Cross-Training: A Semi-Supervised Training Scheme for Speech Recognition
Soheil Khorram (Google Inc. USA); Anshuman Tripathi (Google); Jaeyoung Kim (Google); Han Lu (Google Inc. USA); Qian Zhang (Google Inc. USA); Rohit Prabhavalkar (Google); Hasim Sak (Google)
-
SPS
IEEE Members: $11.00
Non-members: $15.00
Semi-supervised training can be performed by jointly optimizing supervised and unsupervised losses. In many settings, supervised and unsupervised losses are inconsistent, and this inconsistency creates instability in training. As a solution, we propose cross-training: instead of training one network with two losses, we train two separate networks, each with a different loss; we then tie the parameters of the networks by minimizing an additional L2 loss between the parameters. This L2 loss acts as a knowledge bridge between the networks.
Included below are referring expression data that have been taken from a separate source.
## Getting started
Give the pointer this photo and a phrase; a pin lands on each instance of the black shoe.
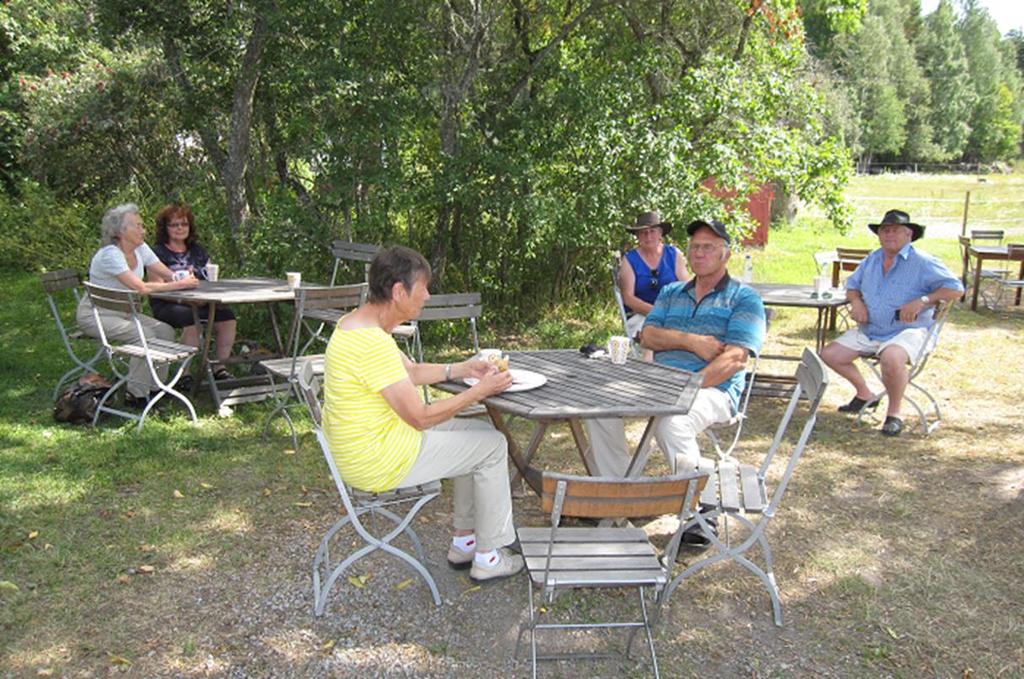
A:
(858, 404)
(893, 426)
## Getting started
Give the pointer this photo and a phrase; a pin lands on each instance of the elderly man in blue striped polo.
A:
(710, 324)
(892, 297)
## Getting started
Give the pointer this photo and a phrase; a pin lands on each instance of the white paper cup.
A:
(619, 349)
(491, 355)
(821, 285)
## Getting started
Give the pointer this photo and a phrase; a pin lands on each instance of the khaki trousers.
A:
(473, 455)
(119, 327)
(676, 434)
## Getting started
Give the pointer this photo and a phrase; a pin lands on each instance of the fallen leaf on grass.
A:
(358, 581)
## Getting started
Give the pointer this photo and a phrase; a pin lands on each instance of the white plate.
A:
(522, 380)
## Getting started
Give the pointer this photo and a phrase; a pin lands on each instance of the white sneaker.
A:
(459, 559)
(508, 563)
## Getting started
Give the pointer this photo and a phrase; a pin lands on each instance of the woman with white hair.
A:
(120, 263)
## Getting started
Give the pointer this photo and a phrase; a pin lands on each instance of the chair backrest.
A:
(466, 305)
(993, 235)
(811, 379)
(598, 497)
(850, 257)
(352, 252)
(309, 301)
(121, 301)
(55, 283)
(613, 267)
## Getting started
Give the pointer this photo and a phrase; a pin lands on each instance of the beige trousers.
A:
(473, 455)
(119, 327)
(676, 434)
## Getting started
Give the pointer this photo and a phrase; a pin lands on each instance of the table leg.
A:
(521, 462)
(639, 460)
(586, 454)
(205, 362)
(834, 312)
(977, 282)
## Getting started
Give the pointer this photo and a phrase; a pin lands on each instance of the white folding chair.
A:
(740, 491)
(918, 364)
(359, 505)
(567, 558)
(56, 284)
(154, 351)
(316, 311)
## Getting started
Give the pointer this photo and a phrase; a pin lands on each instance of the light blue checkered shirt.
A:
(913, 273)
(732, 312)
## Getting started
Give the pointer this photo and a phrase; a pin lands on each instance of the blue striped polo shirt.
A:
(731, 312)
(913, 273)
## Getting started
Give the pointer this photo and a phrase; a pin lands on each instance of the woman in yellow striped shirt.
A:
(383, 435)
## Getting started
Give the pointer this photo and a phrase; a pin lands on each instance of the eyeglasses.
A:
(702, 247)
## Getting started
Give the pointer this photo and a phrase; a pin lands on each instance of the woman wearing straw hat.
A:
(647, 268)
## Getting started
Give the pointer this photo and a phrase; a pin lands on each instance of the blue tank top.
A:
(649, 282)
It forces the networks to be similar; therefore both can learn from each other. This paper introduces the cross-training scheme to develop a stable contrastive siamese (c-siam) network. Our experiments on LibriSpeech and Google’s Voice-Search/YouTube datasets show that (1) cross-training provides 20% relative WER improvement over the SOTA systems on the LibriSpeech dataset; (2) cross-training stabilizes c-siam training and significantly outperforms SOTA systems on small supervised datasets; (3) cross-training is effective for cascaded encoders, unlike the original c-siam which shows weak convergence characteristics.